Il Ministero delle Finanze russo (Minfin) ha annunciato l’erogazione del primo stipendio utilizzando la valuta digitale della banca centrale (CBDC) nazionale.
“È stato completato con successo il primo pagamento di bilancio in rubli digitali”, ha dichiarato il dipartimento ministeriale attraverso un comunicato ufficiale. L’operazione ha visto il Tesoro russo versare per la prima volta uno stipendio in rublo digitale a un funzionario governativo della Federazione Russa.
L’iniziativa per integrare il rublo digitale nel processo budgetario nazionale viene condotta in collaborazione con la Banca Centrale Russa (CBR), l’ente responsabile dell’emissione della valuta digitale. A partire dal 1° gennaio 2026, il Ministero delle Finanze e la CBR permetteranno transazioni tra conti in rublo digitale.
La versione digitale della moneta nazionale verrà utilizzata per trasferimenti intra-budgetari e per effettuare diversi pagamenti dal bilancio federale.

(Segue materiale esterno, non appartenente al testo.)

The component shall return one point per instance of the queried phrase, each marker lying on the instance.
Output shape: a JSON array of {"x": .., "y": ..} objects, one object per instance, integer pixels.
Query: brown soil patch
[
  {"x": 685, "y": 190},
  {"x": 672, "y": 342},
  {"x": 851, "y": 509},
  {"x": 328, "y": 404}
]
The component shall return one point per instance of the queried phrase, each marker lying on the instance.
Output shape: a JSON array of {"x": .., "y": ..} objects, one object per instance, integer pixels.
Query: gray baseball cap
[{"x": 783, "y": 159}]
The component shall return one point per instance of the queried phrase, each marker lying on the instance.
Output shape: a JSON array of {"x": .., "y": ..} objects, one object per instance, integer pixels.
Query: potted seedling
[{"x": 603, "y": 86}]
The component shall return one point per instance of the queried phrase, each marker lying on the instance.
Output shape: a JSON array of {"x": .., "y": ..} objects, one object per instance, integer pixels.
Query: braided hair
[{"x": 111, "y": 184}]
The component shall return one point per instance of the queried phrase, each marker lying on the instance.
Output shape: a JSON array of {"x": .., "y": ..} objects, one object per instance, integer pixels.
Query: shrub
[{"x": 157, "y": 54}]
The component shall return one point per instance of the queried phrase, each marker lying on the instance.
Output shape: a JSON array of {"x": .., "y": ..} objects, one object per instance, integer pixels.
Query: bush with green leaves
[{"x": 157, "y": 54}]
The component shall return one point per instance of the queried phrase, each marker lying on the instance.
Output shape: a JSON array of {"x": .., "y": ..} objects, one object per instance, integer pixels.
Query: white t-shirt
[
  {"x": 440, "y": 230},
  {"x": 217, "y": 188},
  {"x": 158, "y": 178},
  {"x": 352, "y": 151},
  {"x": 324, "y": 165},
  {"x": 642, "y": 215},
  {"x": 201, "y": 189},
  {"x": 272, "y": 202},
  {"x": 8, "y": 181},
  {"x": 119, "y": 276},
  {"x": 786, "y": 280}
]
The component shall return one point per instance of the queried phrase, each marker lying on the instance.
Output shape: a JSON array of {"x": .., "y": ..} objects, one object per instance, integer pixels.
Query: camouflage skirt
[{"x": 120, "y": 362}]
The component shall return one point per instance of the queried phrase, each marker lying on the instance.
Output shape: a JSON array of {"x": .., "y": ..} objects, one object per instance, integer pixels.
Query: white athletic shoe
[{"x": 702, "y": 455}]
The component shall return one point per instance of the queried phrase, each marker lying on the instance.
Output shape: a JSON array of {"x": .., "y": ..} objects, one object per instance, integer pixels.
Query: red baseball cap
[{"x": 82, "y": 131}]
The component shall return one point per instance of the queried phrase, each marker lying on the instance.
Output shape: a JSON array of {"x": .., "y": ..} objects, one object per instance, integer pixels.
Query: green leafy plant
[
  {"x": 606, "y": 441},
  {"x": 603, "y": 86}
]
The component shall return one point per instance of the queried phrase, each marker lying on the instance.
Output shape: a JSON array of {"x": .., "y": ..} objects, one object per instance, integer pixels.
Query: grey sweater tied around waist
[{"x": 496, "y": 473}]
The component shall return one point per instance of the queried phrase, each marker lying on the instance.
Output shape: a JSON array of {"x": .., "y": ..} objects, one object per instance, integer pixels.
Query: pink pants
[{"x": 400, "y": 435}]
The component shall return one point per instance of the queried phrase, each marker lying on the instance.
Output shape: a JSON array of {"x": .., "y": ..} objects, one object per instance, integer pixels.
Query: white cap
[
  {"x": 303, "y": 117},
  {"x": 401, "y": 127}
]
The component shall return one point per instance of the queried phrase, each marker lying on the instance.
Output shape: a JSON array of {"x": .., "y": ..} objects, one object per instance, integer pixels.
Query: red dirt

I media russi hanno rivelato l’identità del primo destinatario dello stipendio: si tratta di Anatoly Aksakov, presidente del Comitato sui Mercati Finanziari della Duma di Stato, la Camera bassa del Parlamento russo.
Il parlamentare ha ricevuto il denaro nel suo wallet digitale sulla piattaforma dedicata della CBR, partecipando successivamente ai test effettuando alcuni pagamenti.
La roadmap di lancio
La Banca di Russia ha iniziato lo sviluppo della sua CBDC nel 2021, con il Parlamento russo che ha adottato la legislazione necessaria per la sua introduzione due anni dopo. La CBR ha avviato le sperimentazioni coinvolgendo un numero limitato di partecipanti, inclusi banche commerciali, aziende e privati cittadini.
Inizialmente programmato per il 2025, il lancio del rublo digitale russo è stato posticipato al 2026. Seguendo le direttive del Presidente Vladimir Putin per una sua ampia adozione, l’autorità monetaria ha fissato la data ufficiale per il 1° settembre 2026.
I primi casi d’uso
Diversi settori hanno già iniziato a testare il rublo digitale in scenari reali. Lo scorso giugno, la Metropolitana di Mosca ha annunciato di aver effettuato il suo primo pagamento in rublo digitale. Ad agosto, la Russia ha registrato la prima transazione immobiliare completata utilizzando la CBDC governativa.
A settembre, l’aeroporto Pulkovo di San Pietroburgo, il secondo più trafficato della Russia, ha accettato pagamenti in rublo digitale da un visitatore che ha pagato il parcheggio scansionando un QR code con il proprio smartphone.